NEW YORK (CNN/Money) -
The pace of U.S. productivity growth in the second quarter was a little faster than initially thought, the government said Friday, though still much lower than the first quarter's red-hot pace.
The Labor Department said it revised its reading of U.S. productivity -- a key measure of worker output per hour -- in the second quarter to a 1.5 percent annual growth rate, compared with an initial estimate of 1.1-percent growth.
Economists, on average, expected the Labor Department to keep its reading unchanged at 1.1 percent, following the first quarter's 8.6 percent rate, according to Briefing.com.
It was the worst quarter for productivity since a 0.1 percent drop in the second quarter of 2001, but productivity was still 4.8 percent higher than it was a year ago.
Total output dropped to 0.5 percent growth from 6.2 percent growth in the quarter. The number of hours worked fell 0.7 percent after falling 2.2 percent in the first quarter.
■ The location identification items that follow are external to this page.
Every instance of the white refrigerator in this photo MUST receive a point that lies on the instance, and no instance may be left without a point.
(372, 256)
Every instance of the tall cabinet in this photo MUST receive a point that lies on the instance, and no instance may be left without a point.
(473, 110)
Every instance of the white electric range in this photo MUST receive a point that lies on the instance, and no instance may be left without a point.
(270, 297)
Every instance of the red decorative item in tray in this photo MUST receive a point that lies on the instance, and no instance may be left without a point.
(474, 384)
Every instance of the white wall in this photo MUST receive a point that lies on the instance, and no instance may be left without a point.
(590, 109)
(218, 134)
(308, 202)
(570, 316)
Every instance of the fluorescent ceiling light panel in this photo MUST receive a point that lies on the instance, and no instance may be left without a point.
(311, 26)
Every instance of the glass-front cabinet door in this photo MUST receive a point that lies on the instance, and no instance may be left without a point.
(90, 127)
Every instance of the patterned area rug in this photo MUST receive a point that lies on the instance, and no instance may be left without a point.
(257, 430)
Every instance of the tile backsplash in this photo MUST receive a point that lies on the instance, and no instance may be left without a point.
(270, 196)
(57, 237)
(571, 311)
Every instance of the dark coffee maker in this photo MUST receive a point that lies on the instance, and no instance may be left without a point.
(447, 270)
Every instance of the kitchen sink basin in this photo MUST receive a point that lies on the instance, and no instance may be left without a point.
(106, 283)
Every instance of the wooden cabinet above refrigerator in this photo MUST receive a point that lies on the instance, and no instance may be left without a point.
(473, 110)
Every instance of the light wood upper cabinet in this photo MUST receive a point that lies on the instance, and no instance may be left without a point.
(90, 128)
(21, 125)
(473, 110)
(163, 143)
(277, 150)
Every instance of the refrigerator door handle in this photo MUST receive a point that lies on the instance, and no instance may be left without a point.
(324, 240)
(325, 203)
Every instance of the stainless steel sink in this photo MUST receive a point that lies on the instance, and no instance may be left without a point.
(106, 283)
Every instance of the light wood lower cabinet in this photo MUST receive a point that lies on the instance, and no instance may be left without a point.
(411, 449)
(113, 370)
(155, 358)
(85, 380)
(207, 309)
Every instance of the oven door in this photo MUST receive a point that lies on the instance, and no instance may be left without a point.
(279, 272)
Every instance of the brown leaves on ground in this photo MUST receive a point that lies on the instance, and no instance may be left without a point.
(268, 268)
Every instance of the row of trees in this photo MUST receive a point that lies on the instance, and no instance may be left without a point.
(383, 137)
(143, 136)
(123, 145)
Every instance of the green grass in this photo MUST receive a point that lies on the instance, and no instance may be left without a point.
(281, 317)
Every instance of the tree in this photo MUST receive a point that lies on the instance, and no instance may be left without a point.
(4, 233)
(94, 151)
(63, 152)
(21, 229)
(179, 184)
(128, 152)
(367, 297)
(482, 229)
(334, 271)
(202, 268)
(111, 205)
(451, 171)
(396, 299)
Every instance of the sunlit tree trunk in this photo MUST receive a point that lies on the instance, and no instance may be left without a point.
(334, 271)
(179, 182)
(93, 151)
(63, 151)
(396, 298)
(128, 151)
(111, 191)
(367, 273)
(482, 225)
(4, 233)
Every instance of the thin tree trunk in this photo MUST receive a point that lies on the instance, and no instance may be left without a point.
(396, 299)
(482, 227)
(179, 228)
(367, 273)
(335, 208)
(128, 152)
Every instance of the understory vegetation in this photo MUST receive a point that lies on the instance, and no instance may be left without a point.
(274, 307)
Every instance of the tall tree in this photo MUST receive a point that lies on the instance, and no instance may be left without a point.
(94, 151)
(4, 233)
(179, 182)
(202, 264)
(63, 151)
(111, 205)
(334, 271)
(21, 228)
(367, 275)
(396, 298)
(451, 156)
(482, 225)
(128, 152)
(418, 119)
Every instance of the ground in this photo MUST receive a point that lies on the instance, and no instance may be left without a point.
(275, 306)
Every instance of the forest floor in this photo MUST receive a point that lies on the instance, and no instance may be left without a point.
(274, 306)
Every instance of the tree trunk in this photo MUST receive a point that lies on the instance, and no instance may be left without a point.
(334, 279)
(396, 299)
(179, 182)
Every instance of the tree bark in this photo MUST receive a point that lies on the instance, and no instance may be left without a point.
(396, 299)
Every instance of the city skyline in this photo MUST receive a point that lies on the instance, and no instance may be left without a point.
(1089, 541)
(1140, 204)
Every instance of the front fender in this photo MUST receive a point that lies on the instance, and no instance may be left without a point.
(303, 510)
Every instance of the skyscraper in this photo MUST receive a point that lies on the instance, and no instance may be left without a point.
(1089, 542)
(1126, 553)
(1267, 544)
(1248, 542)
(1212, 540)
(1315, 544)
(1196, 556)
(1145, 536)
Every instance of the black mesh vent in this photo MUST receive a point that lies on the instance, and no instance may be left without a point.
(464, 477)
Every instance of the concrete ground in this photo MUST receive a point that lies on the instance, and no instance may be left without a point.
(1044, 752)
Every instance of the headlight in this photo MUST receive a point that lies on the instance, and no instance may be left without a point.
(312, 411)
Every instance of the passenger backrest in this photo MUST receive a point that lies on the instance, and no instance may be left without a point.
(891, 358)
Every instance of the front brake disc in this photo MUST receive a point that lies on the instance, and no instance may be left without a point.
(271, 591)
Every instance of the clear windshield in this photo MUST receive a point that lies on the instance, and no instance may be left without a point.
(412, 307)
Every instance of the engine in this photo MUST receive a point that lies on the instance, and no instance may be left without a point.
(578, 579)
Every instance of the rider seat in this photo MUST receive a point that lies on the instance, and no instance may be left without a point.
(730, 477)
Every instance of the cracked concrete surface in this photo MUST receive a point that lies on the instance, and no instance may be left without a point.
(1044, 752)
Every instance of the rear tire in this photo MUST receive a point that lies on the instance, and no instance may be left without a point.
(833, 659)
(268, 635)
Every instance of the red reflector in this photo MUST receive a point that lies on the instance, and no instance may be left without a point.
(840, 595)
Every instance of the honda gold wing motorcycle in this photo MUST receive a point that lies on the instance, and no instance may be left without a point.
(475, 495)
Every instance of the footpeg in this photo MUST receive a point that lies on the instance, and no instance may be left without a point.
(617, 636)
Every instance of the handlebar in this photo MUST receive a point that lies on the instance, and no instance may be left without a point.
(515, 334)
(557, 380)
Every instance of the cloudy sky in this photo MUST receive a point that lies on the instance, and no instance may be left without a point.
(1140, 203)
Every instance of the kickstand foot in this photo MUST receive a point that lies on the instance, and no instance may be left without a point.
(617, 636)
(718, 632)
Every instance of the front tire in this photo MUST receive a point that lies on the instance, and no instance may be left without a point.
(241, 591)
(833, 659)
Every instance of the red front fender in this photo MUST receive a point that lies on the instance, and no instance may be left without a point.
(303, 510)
Unit labor costs, a measure of wage inflation, rose 2.4 percent after falling 4.6 percent in the first quarter.
The data had little impact on U.S. stock market futures, which traded lower, pointing to a negative opening on Wall Street, following a separate Labor Department report showing weekly jobless claims stayed above a benchmark level for the second straight week. Treasury bond prices were mostly higher.
The jobless claims report helped point out the downside of productivity growth -- it's come at the expense of the labor market, as companies have learned to get more production out of fewer workers.